Success in business comes down to managing people, according to Abbotsford, B.C., consultant Trevor Throness. Indeed, he boils it down to a crisp formula:
1. Find the best possible people for your team.
2. Tell them clearly what they need to do in order to win in their role.
3. Let them know how they’re doing and coach them on a regular basis.
In his book The Power of People Skills, he calls the formula “ridiculously simple” but adds: “Have you ever worked for a company that followed these three rules?”
He can help with some tools to evaluate the people you lead and an approach for coaching them to success.
At the core is the notion of stars: Businesses that have “A” players in every key seat dramatically outperform others that don’t. So you need to turn your key people – all of them – into stars, and he insists it can be done. “A weak culture tolerates chronic underperformance,” he says in an interview.
“You need to develop people who are not ‘A’ players to be their best.”
Start by assessing those team members, writing their names on paper and asking four questions to determine how effective they are:
- If you could do it all over again, would you rehire her?
- Does he take your stress away?
- How would you feel if she quit?
- What if everyone in your business was just like him?
Evaluating your team can seem very subjective, but those questions make it more systematic and fair.
Recently, short of time, he had the leaders at a client company use just that first question about whether they would rehire various individuals and it was very revealing.

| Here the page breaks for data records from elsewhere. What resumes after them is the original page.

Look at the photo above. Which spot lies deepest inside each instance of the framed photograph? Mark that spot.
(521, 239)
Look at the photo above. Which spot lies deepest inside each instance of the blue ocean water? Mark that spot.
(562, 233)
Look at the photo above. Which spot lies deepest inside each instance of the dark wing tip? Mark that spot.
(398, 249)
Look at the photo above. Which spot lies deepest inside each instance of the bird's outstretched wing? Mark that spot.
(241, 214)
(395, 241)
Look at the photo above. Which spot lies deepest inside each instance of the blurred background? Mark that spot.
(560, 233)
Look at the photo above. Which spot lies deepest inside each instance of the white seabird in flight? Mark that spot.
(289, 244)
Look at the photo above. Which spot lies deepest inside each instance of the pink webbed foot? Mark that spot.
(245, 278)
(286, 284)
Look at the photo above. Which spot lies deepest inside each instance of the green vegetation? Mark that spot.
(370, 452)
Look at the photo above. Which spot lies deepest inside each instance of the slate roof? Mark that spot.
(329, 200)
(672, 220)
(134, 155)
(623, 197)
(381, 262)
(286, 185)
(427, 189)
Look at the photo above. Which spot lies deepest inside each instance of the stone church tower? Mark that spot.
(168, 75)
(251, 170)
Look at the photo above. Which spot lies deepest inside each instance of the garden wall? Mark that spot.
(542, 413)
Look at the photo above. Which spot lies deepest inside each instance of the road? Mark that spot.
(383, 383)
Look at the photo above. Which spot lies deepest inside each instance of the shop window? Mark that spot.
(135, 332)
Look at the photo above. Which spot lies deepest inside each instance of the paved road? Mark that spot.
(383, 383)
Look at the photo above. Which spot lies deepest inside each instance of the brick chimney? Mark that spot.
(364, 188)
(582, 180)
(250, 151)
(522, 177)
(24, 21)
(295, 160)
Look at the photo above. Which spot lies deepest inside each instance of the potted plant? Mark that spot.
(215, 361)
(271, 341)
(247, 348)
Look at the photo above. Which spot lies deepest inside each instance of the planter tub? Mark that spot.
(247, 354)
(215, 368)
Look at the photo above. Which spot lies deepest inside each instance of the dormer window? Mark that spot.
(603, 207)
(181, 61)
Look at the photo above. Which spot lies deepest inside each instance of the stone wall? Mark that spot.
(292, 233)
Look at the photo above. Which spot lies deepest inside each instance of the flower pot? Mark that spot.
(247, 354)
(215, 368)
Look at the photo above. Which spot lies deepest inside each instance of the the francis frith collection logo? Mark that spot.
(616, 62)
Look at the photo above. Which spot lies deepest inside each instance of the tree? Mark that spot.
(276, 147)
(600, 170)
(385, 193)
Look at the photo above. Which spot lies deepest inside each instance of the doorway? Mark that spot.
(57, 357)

The question about stress is also vital: Your subordinates should reduce, not heighten, your stress.
Don’t take too long on these evaluations. Use your gut. It’s not meant to be definitive for performance evaluation, but a preliminary to a coaching conversation with them.
As well, sit down and figure out what attitudes should be at the centre of your operation. This is simpler than it seems: Talk about people on your staff who are admirable, and why. As you list those qualities, a pattern will emerge of what you value. Pick three attitudes to focus on. Don’t rush out of that meeting, however, to pronounce the anointed behaviours, as if you were Moses coming down the mountain with tablets. He suggests writing them with pencil, and watching for six months to check you aren’t missing something important.
Another tool is a “Star Chart,” a matrix in which you will again evaluate key players, this time on a scale of zero to 10 for effectiveness and having the right attitudes. That will sort your team into four groups:
- Stars, who are high on effectiveness and attitudes.
- Potential stars, who are high on attitudes but somewhat lacking on effectiveness.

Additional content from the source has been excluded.